3.2. How to configure each database slice?

Each database slice is identified by a logical name unique within a persistent unit. The list of the slices is specified by openjpa.slice.Names property. For example, specify three slices named "One", "Two" and "Three" as follows:

       <property name="openjpa.slice.Names" value="One, Two, Three"/>
      

This property is not mandatory. If this property is not specified then the configuration is scanned for logical slice names. Any property "abc" of the form openjpa.slice.XYZ.abc will register a slice with logical name "XYZ".

The order of the names is significant when no openjpa.slice.Master property is not specified. Then the persistence unit is scanned to find all configured slice names and they are ordered alphabetically.

Each database slice properties can be configured independently. For example, the following configuration will register two slices with logical name One and Two.

 
        <property name="openjpa.slice.One.ConnectionURL" value="jdbc:mysql:localhost//slice1"/>
        <property name="openjpa.slice.Two.ConnectionURL" value="jdbc:mysql:localhost//slice2"/>
       

Any OpenJPA specific property can be configured per slice basis. For example, the following configuration will use two different JDBC drivers for slice One and Two.

 
        <property name="openjpa.slice.One.ConnectionDriverName" value="com.mysql.jdbc.Driver"/>
        <property name="openjpa.slice.Two.ConnectionDriverName" value="com.mysql.jdbc.jdbc2.optional.MysqlXADataSource"/>
       

Any property if unspecified for a particular slice will be defaulted by corresponding OpenJPA property. For example, consider following three slices

 
         <property name="openjpa.slice.One.ConnectionURL"          value="jdbc:mysql:localhost//slice1"/>
         <property name="openjpa.slice.Two.ConnectionURL"          value="jdbc:mysql:localhost//slice2"/>
         <property name="openjpa.slice.Three.ConnectionURL"        value="jdbc:oracle:localhost//slice3"/>

         <property name="openjpa.ConnectionDriverName"     value="com.mysql.jdbc.Driver"/>
         <property name="openjpa.slice.Three.ConnectionDriverName" value="oracle.jdbc.Driver"/>
        

In this example, Three will use slice-specific oracle.jdbc.Driver driver while slice One and Two will use the driver com.mysql.jdbc.Driver as specified by openjpa.ConnectionDriverName property value.

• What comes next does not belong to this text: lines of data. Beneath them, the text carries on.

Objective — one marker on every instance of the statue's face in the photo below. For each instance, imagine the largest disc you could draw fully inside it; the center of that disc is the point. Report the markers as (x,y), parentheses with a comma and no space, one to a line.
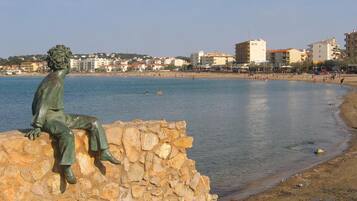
(59,58)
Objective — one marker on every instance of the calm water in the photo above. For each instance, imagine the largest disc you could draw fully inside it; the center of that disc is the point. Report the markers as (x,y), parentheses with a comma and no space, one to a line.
(243,130)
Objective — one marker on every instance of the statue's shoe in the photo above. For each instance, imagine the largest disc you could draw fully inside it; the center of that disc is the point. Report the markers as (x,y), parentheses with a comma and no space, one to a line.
(105,155)
(68,173)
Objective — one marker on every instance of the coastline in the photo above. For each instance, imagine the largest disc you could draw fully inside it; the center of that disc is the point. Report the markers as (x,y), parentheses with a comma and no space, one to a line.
(330,179)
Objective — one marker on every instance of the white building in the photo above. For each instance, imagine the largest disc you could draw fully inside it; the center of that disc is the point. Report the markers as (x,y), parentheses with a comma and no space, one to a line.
(324,50)
(75,63)
(178,62)
(91,64)
(252,51)
(196,58)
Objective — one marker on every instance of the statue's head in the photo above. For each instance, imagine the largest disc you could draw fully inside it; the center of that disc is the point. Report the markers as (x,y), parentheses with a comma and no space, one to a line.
(58,58)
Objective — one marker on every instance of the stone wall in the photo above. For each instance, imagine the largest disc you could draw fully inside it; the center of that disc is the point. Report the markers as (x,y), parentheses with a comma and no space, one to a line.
(154,166)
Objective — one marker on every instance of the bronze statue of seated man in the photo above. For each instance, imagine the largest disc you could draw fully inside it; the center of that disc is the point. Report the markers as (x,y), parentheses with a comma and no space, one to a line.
(48,115)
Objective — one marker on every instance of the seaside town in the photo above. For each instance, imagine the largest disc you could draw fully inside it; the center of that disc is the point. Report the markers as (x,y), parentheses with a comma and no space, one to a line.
(252,56)
(178,100)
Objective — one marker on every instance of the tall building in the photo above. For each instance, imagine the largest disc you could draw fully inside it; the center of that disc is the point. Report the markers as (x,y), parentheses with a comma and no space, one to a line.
(196,58)
(252,51)
(33,66)
(75,63)
(89,64)
(351,44)
(216,59)
(325,50)
(285,57)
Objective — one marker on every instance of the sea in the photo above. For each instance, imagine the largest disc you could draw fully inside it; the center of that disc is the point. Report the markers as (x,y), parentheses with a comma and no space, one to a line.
(244,130)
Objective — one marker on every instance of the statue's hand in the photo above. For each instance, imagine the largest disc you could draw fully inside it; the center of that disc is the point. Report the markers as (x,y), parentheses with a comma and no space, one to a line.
(33,134)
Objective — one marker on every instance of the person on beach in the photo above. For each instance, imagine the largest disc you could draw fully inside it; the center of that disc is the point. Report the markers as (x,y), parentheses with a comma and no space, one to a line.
(48,115)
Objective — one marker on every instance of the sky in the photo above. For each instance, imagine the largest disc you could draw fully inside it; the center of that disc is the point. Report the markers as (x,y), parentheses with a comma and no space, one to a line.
(169,27)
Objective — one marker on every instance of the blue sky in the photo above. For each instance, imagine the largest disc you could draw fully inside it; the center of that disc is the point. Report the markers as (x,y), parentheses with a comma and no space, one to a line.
(169,27)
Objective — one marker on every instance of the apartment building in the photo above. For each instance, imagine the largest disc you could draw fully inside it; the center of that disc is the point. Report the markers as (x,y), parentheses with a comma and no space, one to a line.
(325,50)
(351,44)
(196,58)
(89,64)
(252,51)
(284,57)
(216,59)
(33,66)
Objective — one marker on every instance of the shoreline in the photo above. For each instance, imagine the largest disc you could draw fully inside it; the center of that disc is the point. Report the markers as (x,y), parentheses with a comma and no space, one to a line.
(333,179)
(303,183)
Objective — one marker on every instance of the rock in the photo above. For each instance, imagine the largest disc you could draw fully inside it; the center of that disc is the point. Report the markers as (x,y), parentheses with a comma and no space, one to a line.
(126,164)
(131,142)
(177,161)
(110,191)
(114,134)
(148,160)
(54,183)
(136,172)
(125,195)
(85,184)
(154,166)
(164,151)
(184,142)
(157,165)
(319,151)
(195,180)
(137,191)
(85,164)
(38,189)
(181,125)
(148,141)
(40,169)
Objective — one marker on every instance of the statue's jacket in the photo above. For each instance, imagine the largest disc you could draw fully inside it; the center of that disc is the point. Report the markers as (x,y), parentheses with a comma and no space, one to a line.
(48,98)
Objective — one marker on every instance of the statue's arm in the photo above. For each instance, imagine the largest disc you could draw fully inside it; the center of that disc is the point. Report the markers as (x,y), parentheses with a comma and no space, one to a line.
(39,117)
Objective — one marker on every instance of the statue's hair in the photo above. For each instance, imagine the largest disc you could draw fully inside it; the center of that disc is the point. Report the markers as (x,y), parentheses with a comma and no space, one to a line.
(58,57)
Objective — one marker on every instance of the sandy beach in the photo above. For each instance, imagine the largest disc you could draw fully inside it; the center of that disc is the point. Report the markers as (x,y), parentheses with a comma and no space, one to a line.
(335,179)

3.3. Implement DistributionPolicy interface

Slice needs to determine which slice will persist a new instance. The application can only decide this policy (for example, all PurchaseOrders before April 30 goes to slice One, all the rest goes to slice Two). This is why the application has to implement org.apache.openjpa.slice.DistributionPolicy and specify the implementation class in configuration

 
          <property name="openjpa.slice.DistributionPolicy" value="com.acme.foo.MyOptimialDistributionPolicy"/>
        

The interface org.apache.openjpa.slice.DistributionPolicy is simple with a single method. The complete listing of the documented interface follows:

 
        
public interface DistributionPolicy {
    /**
     * Gets the name of the slice where a given instance will be stored.
     *  
     * @param pc The newly persistent or to-be-merged object. 
     * @param slices name of the configured slices.
     * @param context persistence context managing the given instance.
     * 
     * @return identifier of the slice. This name must match one of the
     * configured slice names. 
     * @see DistributedConfiguration#getSliceNames()
     */
    String distribute(Object pc, List<String> slices, Object context);
}

       

While implementing a distribution policy the most important thing to remember is collocation constraint. Because Slice can not establish or query any cross-database relationship, all the related instances must be stored in the same database slice. Slice can determine the closure of a root object by traversal of cascaded relationships. Hence user-defined policy has to only decide the database for the root instance that is the explicit argument to EntityManager.persist() call. Slice will ensure that all other related instances that gets persisted by cascade is assigned to the same database slice as that of the root instance. However, the user-defined distribution policy must return the same slice identifier for the instances that are logically related but not cascaded for persist.